Theron Martin of Anime News Network gave the anime adaptation a B+ praising the writing stating, "The series never wallows in the clichés inherent to this format simply because the surprisingly high quality of its writing never allows that to happen." However he continued to criticize the visuals stating, "Character rendering regularly looks more like rough drafts than refined final products, with the artists often struggling just to stay on model." Mike Toole of Anime News Network named Trigun as one of the most important anime of the 1990s.
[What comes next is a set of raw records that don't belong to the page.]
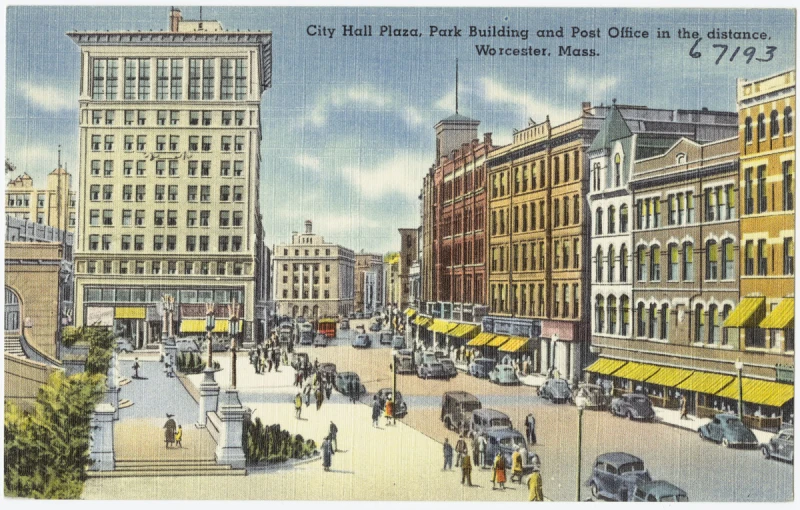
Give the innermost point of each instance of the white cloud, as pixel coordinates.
(49, 98)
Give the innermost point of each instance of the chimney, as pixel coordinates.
(174, 19)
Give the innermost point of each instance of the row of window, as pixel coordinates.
(164, 243)
(172, 143)
(171, 117)
(169, 81)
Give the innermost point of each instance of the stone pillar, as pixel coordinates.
(101, 440)
(231, 414)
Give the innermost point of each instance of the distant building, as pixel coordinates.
(313, 278)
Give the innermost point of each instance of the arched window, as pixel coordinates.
(774, 126)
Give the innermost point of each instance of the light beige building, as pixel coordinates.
(313, 278)
(170, 136)
(53, 205)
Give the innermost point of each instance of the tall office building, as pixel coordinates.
(170, 137)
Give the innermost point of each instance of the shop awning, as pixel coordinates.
(781, 317)
(130, 312)
(756, 391)
(636, 371)
(497, 341)
(515, 344)
(605, 366)
(199, 326)
(668, 376)
(747, 314)
(481, 339)
(463, 330)
(705, 382)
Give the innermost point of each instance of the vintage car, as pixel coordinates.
(400, 407)
(449, 367)
(320, 340)
(481, 367)
(728, 430)
(457, 407)
(658, 491)
(555, 390)
(344, 383)
(616, 474)
(431, 371)
(591, 396)
(362, 342)
(485, 419)
(633, 406)
(503, 374)
(781, 446)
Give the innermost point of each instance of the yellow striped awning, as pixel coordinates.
(756, 391)
(481, 339)
(705, 382)
(497, 341)
(130, 312)
(463, 330)
(747, 314)
(670, 377)
(514, 344)
(199, 326)
(636, 371)
(605, 366)
(781, 317)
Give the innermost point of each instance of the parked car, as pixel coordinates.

In 2009 Trigun Maximum won the Best Comic Seiun Award at the 48th Japan Science Fiction Convention.
columnist H.D. Russell reviewed the anime adaptation of the series in early 2016, as part of the "Good Old Anime Review" section focusing on popular anime of the 1990s to early 2000s. Though, noting the series hasn't aged well in terms of animation and English voice acting quality, Russell states the depth of the characters and moral themes of the series more than compensate for its faults. Russell concluded his review giving Trigun a rank of four out of a five stars stating, "Trigun is very often overshadowed by its close cousin Cowboy Bebop, which is sad, because it truly is a delight to watch. Despite having only decent voice acting, average music, and relatively static visuals, Trigun is an absolute blast that had me laughing and thinking the whole way. While it's not perfect, it is fun and it does ask the questions that will make viewers ponder for years to come without ever offering them an answer. Trigun is one that went straight from my backlog to my heart and is truly greater than the sum of its parts."
The success of the animated series increased the popularity of the original manga source material with the US release's first volume run of 35,000 sold out shortly after release. The second volume concluded the original series early the next year, and went on to be the top earning manga release of 2004.
Despite its relative popularity in the West, Trigun never gained widespread appeal to Japanese audiences. Suggested factors include the "old west" setting, European style character names and a lack of Japanese cultural elements. This would make Trigun one of the rare examples of an anime that is far more successful in the West than it was within its country of origin.